Folha - Que dificuldades o MEC
encontrou que contribuíram para
que o resultado não fosse melhor?
Souza - Nós encontramos dificuldades importantes. Quando
definimos os parâmetros curriculares nacionais, achávamos que
eles iriam impactar a escola imediatamente. Depois nos demos
conta em reuniões com secretários que os parâmetros não estavam sendo assimilados pelos professores. Tivemos que lançar os
parâmetros em ação, que explicavam melhor aos professores como desenvolver os parâmetros na
prática. Nós fizemos isso com a
TV Escola no ano passado. Mas
educação não é como plantar milho, cuja espiga nasce dez meses
depois.
Folha - Sobre a questão da formação de professores, por que o MEC
demorou tanto para atacar esse
problema, já que só em maio deste
ano enviou ao Conselho Nacional
de Educação a proposta de reformulação das diretrizes?
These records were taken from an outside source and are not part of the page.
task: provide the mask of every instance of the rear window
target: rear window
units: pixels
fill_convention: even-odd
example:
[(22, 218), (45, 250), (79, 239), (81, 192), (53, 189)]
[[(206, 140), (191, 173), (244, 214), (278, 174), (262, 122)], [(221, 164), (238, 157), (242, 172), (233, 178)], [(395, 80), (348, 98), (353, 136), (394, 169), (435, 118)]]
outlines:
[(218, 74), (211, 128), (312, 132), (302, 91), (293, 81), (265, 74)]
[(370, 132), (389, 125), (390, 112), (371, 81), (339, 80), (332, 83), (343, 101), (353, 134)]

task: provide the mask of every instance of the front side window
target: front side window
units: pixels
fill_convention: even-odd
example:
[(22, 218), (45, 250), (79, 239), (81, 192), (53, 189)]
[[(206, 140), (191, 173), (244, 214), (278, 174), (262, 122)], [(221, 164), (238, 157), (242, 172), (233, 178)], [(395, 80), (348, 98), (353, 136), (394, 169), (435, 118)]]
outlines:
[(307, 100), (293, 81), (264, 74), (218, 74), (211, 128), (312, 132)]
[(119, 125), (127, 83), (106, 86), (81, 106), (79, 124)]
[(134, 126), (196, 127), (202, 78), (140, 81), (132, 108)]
Souza - Quando assumimos o
ministério em 1994, nós tínhamos
um mundo de coisas para enfrentar. Enfrentamos o problema que
nos parecia mais urgente, que era
o de colocar o livro didático na
mão do professor, já avaliado.
Achávamos que os parâmetros
curriculares nacionais iriam impactar imediatamente o professor, da mesma forma que a TV
Escola. Hoje, constatamos que temos ainda um problema grave de
formação de professores. Constatamos isso por meio do provão,
onde os formandos de letras e
matemática têm as piores médias
entre os estudantes que fazem o
exame.
Folha - Por que esse problema
não é atacado de forma mais urgente?
Souza - Devemos levar em consideração que há um conservadorismo na área de formação de
professores. Quando eu lancei a
idéia de que a formação de profissionais de 1ª a 4ª série se daria em
curso normal superior (uma modalidade nova de curso superior
prevista na Lei de Diretrizes e Bases), houve uma reação muito
grande das faculdades. Tivemos
que fazer uma concessão tirando
a palavra "exclusividade" do decreto que estabelecia que a formação desses profissionais se daria
apenas nesses cursos por pressão.
As faculdades de educação estão muito concentradas na metodologia pedagógica em geral.
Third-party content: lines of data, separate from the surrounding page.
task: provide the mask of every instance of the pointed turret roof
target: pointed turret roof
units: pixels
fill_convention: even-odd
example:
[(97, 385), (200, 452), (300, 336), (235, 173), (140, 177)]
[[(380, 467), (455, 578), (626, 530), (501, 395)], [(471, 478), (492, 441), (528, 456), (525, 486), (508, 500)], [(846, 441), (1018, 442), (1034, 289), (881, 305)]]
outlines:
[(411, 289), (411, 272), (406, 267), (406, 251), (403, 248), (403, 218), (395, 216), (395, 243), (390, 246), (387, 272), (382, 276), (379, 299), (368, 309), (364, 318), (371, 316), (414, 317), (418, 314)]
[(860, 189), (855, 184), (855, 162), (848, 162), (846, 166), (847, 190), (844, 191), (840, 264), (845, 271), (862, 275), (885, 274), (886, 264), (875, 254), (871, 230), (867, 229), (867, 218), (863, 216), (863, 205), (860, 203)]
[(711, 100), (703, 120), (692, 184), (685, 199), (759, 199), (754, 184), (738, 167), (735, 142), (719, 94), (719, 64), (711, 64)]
Muitas têm carga horária e temática que são mais de sociologia
política do que de educação. Não
há concentração em conteúdos,
em maneiras de ensinar português, matemática... Não há carga
horária importante sobre como
alfabetizar. Acho que as faculdades de educação precisam se concentrar mais em fazer o professor
aprender a ensinar. Agora, nós
nos vimos na necessidade de fixar
diretrizes curriculares nacionais
para a formação de professores,
mas já há uma reação grande no
Conselho Nacional de Educação.
Folha - Quando devem ser aprovadas essas diretrizes?
Souza - A minha expectativa é
que isso aconteça em março. As
diretrizes que propusemos enfatizam um equilíbrio entre metodologia e conteúdo das disciplinas,
entre métodos pedagógicos em
geral e específicos para as séries
iniciais. Estamos querendo colocar as questões práticas da educação nas diretrizes.
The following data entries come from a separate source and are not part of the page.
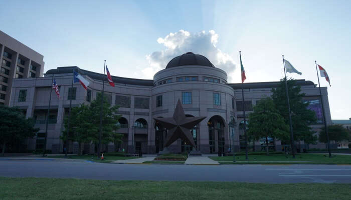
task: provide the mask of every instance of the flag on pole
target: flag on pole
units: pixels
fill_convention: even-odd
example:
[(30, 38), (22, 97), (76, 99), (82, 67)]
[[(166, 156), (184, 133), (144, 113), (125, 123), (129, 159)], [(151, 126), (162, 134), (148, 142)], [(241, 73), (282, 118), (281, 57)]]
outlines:
[(108, 83), (112, 87), (114, 87), (114, 82), (112, 80), (112, 78), (111, 76), (111, 74), (110, 74), (110, 71), (108, 70), (108, 68), (107, 68), (107, 66), (106, 66), (106, 70), (107, 72), (107, 79), (108, 80)]
[(59, 86), (56, 84), (56, 80), (54, 79), (53, 81), (53, 89), (55, 90), (55, 92), (56, 92), (56, 96), (57, 98), (60, 99), (60, 92), (59, 92)]
[(330, 80), (329, 79), (329, 76), (328, 76), (328, 74), (326, 74), (326, 71), (325, 71), (325, 70), (324, 69), (324, 68), (322, 68), (321, 66), (320, 65), (318, 64), (318, 68), (319, 68), (319, 72), (320, 72), (320, 77), (325, 77), (325, 80), (329, 82), (329, 86), (330, 86)]
[(289, 62), (289, 61), (284, 59), (284, 63), (285, 64), (285, 70), (286, 72), (289, 73), (296, 73), (300, 75), (302, 74), (302, 73), (296, 70), (296, 69), (292, 66), (292, 64)]
[(244, 70), (244, 66), (243, 66), (243, 62), (241, 62), (241, 54), (240, 54), (240, 66), (241, 70), (241, 83), (242, 84), (246, 79), (246, 76), (245, 76), (245, 70)]
[(74, 71), (74, 77), (73, 78), (73, 82), (80, 82), (80, 84), (84, 88), (84, 89), (87, 90), (88, 86), (90, 82), (86, 79), (84, 78), (78, 72)]

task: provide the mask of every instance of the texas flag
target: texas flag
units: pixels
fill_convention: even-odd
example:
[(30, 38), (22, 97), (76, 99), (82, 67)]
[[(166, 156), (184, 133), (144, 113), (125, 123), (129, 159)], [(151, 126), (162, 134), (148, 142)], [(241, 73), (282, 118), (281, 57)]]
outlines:
[(73, 78), (73, 82), (80, 82), (84, 88), (85, 90), (87, 90), (87, 88), (89, 84), (89, 81), (86, 79), (84, 78), (84, 77), (82, 76), (78, 72), (74, 71), (74, 77)]
[(320, 72), (320, 76), (321, 77), (325, 77), (325, 80), (326, 81), (329, 82), (329, 86), (330, 86), (330, 80), (329, 79), (329, 76), (328, 76), (328, 74), (326, 74), (326, 72), (325, 71), (325, 70), (324, 69), (324, 68), (322, 68), (321, 66), (320, 65), (318, 65), (318, 68), (319, 68), (319, 72)]
[(108, 80), (108, 83), (112, 87), (114, 87), (114, 82), (112, 80), (112, 78), (111, 76), (111, 74), (110, 74), (110, 71), (108, 70), (108, 68), (107, 68), (107, 66), (106, 66), (106, 70), (107, 72), (107, 79)]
Folha - Professores das primeiras
séries não deveriam ter formação e
remuneração melhor?
Souza - A formação melhor nós
já estamos promovendo, quando
lançamos o programa de professores alfabetizadores com o que
há de mais moderno nessa metodologia. Eu sou a favor que se coloque os professores mais experientes para dar aula nas primeiras séries. Eles poderiam até ter
um estímulo salarial a mais por
desempenho, já que é fácil avaliar
se ele está desempenhando bem
sua função.
Folha - O senhor falou que a escola está mais chata. Não é papel do
ministério deixá-la menos chata?
Souza - Quando fiz essa afirmação, referia-me às escolas particulares. Ninguém é obrigado, por
exemplo, a seguir os parâmetros
curriculares nacionais do ministério. Quem define os currículos
são os Estados e os municípios. O
que o MEC pode fazer é ajudar as
escolas particulares a interpretar
os dados do Saeb e fazer algumas
recomendações. Mais do que isso
o ministério não pode fazer, já
que as escolas particulares não
são nem supervisionadas pelo ministério, mas pelos Estados. No
que diz respeito às escolas públicas, o MEC vem fazendo seu dever de casa e vamos fazer mais no
ano que vem.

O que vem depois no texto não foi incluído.